Вскоре после этого я оказался в палате Сан-Энтони.
Как я уже сказал, место это было довольно приличное и временами мне там по-настоящему нравилось. Мы были полностью освобождены от какой-либо ответственности, так что человек, который не провел некоторую часть своей жизни в сумасшедшем доме, попросту не мог бы в должной мере оценить грандиозность масштабов нашей свободы. И дело даже не в том, что меня никто не заставлял ничего делать — нет, все гораздо глубже.
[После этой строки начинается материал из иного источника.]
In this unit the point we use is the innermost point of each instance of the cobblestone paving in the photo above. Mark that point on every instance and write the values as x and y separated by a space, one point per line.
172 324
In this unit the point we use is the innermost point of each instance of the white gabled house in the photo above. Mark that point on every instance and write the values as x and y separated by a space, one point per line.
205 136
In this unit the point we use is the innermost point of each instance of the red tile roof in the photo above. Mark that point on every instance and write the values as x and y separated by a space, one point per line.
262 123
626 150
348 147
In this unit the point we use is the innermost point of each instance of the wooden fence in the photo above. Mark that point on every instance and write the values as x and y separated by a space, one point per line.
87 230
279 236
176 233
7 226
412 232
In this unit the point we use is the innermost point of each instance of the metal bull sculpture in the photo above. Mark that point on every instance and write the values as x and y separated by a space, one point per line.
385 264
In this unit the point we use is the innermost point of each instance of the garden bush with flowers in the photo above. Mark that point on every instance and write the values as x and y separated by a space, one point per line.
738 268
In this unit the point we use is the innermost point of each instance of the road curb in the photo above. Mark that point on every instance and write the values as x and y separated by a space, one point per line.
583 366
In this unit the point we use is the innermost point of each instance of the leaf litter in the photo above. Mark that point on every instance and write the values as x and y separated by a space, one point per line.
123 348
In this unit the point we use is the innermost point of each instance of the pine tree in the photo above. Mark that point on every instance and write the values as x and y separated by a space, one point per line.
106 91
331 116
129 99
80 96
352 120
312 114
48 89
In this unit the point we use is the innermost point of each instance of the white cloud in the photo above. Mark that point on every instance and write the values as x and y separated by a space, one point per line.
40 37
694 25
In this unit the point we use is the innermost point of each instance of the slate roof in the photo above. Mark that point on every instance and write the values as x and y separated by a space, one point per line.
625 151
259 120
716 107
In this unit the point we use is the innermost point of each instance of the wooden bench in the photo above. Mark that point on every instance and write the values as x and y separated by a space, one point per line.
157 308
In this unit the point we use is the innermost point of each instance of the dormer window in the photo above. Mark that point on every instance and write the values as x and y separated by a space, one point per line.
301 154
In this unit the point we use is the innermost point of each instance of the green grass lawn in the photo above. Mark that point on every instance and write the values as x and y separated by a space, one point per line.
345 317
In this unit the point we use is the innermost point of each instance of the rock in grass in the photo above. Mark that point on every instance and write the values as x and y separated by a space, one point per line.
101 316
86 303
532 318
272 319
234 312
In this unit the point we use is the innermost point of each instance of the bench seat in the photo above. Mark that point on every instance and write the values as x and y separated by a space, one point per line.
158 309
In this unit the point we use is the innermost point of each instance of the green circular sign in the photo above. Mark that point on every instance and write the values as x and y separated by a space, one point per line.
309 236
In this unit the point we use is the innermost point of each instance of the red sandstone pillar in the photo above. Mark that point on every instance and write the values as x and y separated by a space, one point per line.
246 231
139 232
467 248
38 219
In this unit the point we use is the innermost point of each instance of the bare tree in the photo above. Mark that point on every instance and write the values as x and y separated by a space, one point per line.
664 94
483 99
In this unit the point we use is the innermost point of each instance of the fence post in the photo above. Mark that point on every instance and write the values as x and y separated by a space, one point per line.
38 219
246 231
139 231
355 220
Попробую объяснить. Я мог быть тем, кем мне хотелось быть, а потому можно было совершенно не следить за внешней стороной проявлений моих помыслов. Ни малейшего намека на всякую там благовоспитанность или вежливость. Если кому-то хотелось послать медсестру к черту, то он прямо так и делал; вздумал кто-то по какой-либо причине помочиться на дверь — пожалуйста, будь любезен, иди и мочись. И никому не надо выдумывать никаких объяснений, оправданий и притворяться, чтобы казаться здоровым. Если уж на то пошло, будь я здоров, так вообще бы там никогда не оказался.
Каждую среду Мэри навещала меня. Одного этого было достаточно для того, чтобы по уши влюбиться в Сан-Энтони. Не потому, что она навещала меня раз в неделю, а потому, что шесть дней из семи я был избавлен от ее общества. Я прожил на этой планете сорок четыре года и двадцать один из них был женат на Мэри, причем каждый год ее существования бок о бок со мной становился всё более невыносимым. Как-то однажды. — это было несколько лет назад — я задумался над возможностью развестись с ней, но меня удержали от этого шага непомерные материальные расходы. По словам адвоката, ей в случае развода отошли бы дом, машина и основная часть моих любимых вещей, не говоря уже о выплате ежемесячных алиментов. Одним словом, я навеки остался бы нищим, а потому до развода дело так и не дошло.
Как я уже сказал, Мэри навещала меня раз в неделю, по средам. В такие дни я вел себя очень мирно. Я вообще был довольно спокойным пациентом Сан-Энтони, если не считать отдельных вспышек моего темперамента. Боюсь, однако, что моя враждебность по отношению к жене все же давала о себе знать. Временами я отпускал вожжи своих параноидных импульсов, обвиняя ее в совершении всяких гнусных поступков, заставляя признаваться в том, что она завела шашни с тем или иным из моих друзей (как будто кто-то из них действительно пожелал бы лечь в постель с неряшливой старухой) и вообще вел себя с ней крайне омерзительно. Но она, как последняя дешевка, продолжала регулярно, каждую среду, навещать меня.